Escrevi aqui muita coisa agora e um erro qualquer não o fez gravar. Não consigo repetir. Uma das coisas más neste estado é a impaciência. Falava de mim agora, como se fosse um diário clínico. Mas talvez os pormenores não interessem. Há bocado pensava se o que disser aqui sobre a depressão pode ajudar alguém, mas penso que não. É um estado tão íntimo como o enamoramento, na verdade é apenas um desenamoramento de tudo. Só vivendo, acho.
O folheto que acompanha um dos medicamentos que me deram diz "consulte o médico se notar agravamento da tendência para o suicídio". Esta é extraordinária.
Outubro é um mês assombrosamente bonito. No fundo, todos o são (não gosto muito de Janeiro nem de Agosto), desde que os deixemos ser diferentes. A cidade uniformiza o tempo e o espaço, reduz tudo a mais ou menos sol, mais ou menos horas de luz. Fazem-me falta os cheiros de Outubro. Quando eu era pequeno havia na minha casa nesta época melros, ouriços, ao longe passavam os últimos bandos de pássaros migradores. Havia umas flores brancas, as últimas antes do Inverno. Plantava-se alho, e talvez outras coisas. O azul das hidrangeas (ora aqui está uma palavra que nunca soube escrever). O cheiro da terra começava a saber a musgo. Pedras. E chegavam-nos as uvas do Douro, última homenagem da família que tinha trabalhado para o meu avô, e para o pai dele antes dele. Era assim, nós tomávamos conta dos que vinham para a cidade, e os que ficavam davam-nos uvas e às vezes um cabrito. Sabiam onde ficavam os últimos bosques que nos pertenciam, e que eu ainda visitei aos onze anos. Na geração dos meus pais descobriram que os antigos laços já não faziam sentido. Com dezasseis anos visitei-os pela última vez, joguei bilhar no único café da aldeia e achei engraçado tratarem-me por "morgadinho", como faziam com o avô. Mas era a luz do sol-posto.

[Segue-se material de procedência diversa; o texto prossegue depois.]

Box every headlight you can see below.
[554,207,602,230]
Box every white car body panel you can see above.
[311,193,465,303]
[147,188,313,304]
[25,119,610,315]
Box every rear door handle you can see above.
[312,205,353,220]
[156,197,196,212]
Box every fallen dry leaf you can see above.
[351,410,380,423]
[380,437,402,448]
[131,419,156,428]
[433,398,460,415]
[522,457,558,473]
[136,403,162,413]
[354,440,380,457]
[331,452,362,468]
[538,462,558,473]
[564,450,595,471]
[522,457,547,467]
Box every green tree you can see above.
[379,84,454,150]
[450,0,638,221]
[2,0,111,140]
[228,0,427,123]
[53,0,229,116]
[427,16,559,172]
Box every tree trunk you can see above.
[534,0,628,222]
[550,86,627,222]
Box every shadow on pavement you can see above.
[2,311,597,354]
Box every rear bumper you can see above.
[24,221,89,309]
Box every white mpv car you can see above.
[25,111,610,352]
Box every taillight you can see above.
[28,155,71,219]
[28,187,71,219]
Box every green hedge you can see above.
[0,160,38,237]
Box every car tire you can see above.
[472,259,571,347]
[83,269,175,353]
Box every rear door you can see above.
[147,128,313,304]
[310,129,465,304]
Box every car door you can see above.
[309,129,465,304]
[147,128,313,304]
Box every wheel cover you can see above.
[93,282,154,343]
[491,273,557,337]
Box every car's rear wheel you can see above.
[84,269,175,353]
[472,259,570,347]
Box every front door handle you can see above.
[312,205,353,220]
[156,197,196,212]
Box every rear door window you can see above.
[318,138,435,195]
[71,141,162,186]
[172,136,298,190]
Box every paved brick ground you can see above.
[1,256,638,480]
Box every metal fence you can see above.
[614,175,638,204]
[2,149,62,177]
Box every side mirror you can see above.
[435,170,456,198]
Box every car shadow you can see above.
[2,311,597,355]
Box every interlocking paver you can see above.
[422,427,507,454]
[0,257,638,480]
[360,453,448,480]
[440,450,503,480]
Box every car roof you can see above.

Ontem li coisas dispersas. E soube de uma história espantosa: 1812, as tropas de Napoleão avançam sobre Moscovo, como tinham antes avançado para Lisboa. Aqui os reis retiraram para o Brasil. Lá o Brasil era a imensa Sibéria. A diferença foi o incêndio de Moscovo, para que os franceses não tivessem como descansar, apanhados já pelo frio do Inverno russo. O príncipe Rostopchine, conselheiro do Czar (veio a ser o pai da Condessa de Ségur dos livros que as crianças antigamente liam), teve essa ideia terrível. Para dar o exemplo, e antes que o Estado-Maior tomasse qualquer decisão, incendiou o seu próprio palácio, sem se dar ao trabalho de retirar um só papel, uma só jóia. Avisou a família com uma hora de antecedência. A filha Sofia (a escritora) tinha nove anos.
Não sei se mudei de assunto. Tantas vezes temos de incendiar os palácios que habitamos, para salvar o que mais importa. Tantas vezes perdemos tudo a tentar salvar jóias mortas.